I enter each weekday morning through elaborate iron gates, left from the days when Sloatsburg's population was consumptive Irish housemaids and dairy farmers, passing slowly through three security checkpoints with cameras, metal detectors, scanning machines, and electronic hand-checks to a large front hall with a white marble floor. The odor, even in the hall, is female.

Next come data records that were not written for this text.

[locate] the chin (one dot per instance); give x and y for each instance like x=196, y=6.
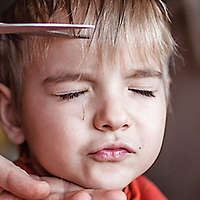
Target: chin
x=108, y=182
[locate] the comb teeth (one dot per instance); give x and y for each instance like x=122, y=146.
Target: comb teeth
x=44, y=29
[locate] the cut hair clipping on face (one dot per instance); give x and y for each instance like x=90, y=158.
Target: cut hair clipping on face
x=44, y=29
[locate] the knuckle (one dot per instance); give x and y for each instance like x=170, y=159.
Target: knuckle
x=115, y=195
x=81, y=195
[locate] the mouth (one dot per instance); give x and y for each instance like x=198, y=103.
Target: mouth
x=111, y=153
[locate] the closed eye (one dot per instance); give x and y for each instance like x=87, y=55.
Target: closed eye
x=147, y=93
x=71, y=95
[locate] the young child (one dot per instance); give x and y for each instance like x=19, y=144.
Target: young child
x=92, y=111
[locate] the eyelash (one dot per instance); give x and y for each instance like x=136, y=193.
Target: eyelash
x=146, y=93
x=71, y=95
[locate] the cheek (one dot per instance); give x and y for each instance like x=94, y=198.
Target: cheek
x=47, y=123
x=154, y=123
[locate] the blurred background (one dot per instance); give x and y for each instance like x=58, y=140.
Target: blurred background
x=177, y=170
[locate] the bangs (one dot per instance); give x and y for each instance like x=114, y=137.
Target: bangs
x=142, y=26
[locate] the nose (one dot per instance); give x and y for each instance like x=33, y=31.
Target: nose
x=111, y=116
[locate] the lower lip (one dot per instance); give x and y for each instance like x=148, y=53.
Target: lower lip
x=110, y=155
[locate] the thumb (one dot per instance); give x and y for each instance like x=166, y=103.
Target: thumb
x=18, y=182
x=61, y=186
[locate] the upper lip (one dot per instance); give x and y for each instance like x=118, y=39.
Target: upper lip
x=113, y=146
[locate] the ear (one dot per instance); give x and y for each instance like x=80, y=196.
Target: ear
x=9, y=120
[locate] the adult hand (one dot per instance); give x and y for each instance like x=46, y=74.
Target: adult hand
x=62, y=190
x=15, y=184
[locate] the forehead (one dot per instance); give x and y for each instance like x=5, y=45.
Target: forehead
x=75, y=55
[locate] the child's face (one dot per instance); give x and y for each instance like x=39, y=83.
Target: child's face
x=97, y=125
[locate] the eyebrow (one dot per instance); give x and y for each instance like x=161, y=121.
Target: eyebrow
x=62, y=77
x=146, y=73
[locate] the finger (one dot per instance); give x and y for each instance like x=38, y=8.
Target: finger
x=7, y=196
x=76, y=195
x=19, y=183
x=60, y=186
x=107, y=195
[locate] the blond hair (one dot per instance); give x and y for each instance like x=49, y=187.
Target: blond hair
x=142, y=24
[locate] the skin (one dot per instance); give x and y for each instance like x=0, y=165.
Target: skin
x=108, y=108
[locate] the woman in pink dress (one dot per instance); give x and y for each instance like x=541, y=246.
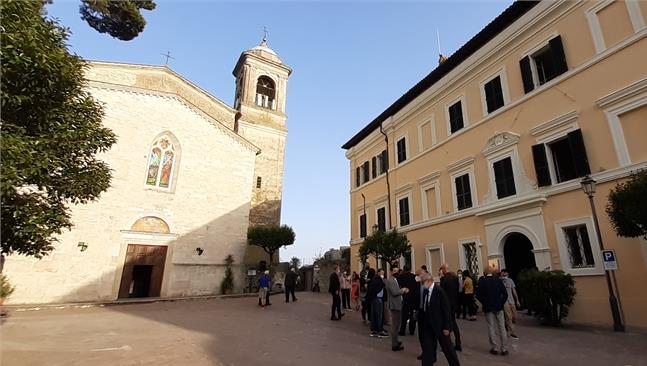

My office is on the second floor of Building C. The rooms, on either side of a narrow hall, were once used by patients, but now they are occupied by the medical staff and social workers. The doors to the offices, each with a thick glass panel, are often left ajar, and it is possible to overhear the doctors and their patients. Cameras are suspended from the hall ceiling at intervals of thirty feet, although not inside the small bathroom. The bathroom is reserved for staff. The key is one of several we are meant to keep with us at all times, along with keys to the pharmacy, clinic, file room, and chapel, which is kept locked except when it is used as a movie theater.
There are no windows in the offices. There is a wooden desk with drawers. Three metal chairs--the one with arms is for the doctor. I keep my keys in the desk, as well as a Walkman and CDs for the train ride back and forth to the city, a tape measure in a green leather case that once belonged to my mother, a penknife, tea bags, my personal drugs, an alarm clock, a photograph of my son, pens and pencils, a pencil sharpener, and some licorice. Also a flask of vodka and a map of the prison. An electric kettle, teapot, and two Japanese sake cups sit atop a file cabinet. On my desk is a cypripedium in a clay pot. Some of these things are against prison regulations. With a little reflection, I see that my small attempts to make my office more comfortable, more suitable to my tastes, are a bit spinsterish.
Each morning, after checking the pharmacy's compliance sheet (expiration dates of prescriptions), I make a list of the psychiatrists' daily appointments for the officer on duty, who then arranges for the escorts to bring each patient at the appointed time. The most important events of the day are the two counts--one at ten o'clock in the morning and another at four in the afternoon. Because of the counts, there is only time to see two or three patients a day. In the past, patients were treated by a different psychiatrist every other week for two or three minutes. The previous chief of staff was given large amounts of money by the government to conduct a study of the animal tranquilizer ketamine with inmates used as subjects. Ketamine induces, among other things, hallucinations, light trails, and whispering voices. I've canceled the program.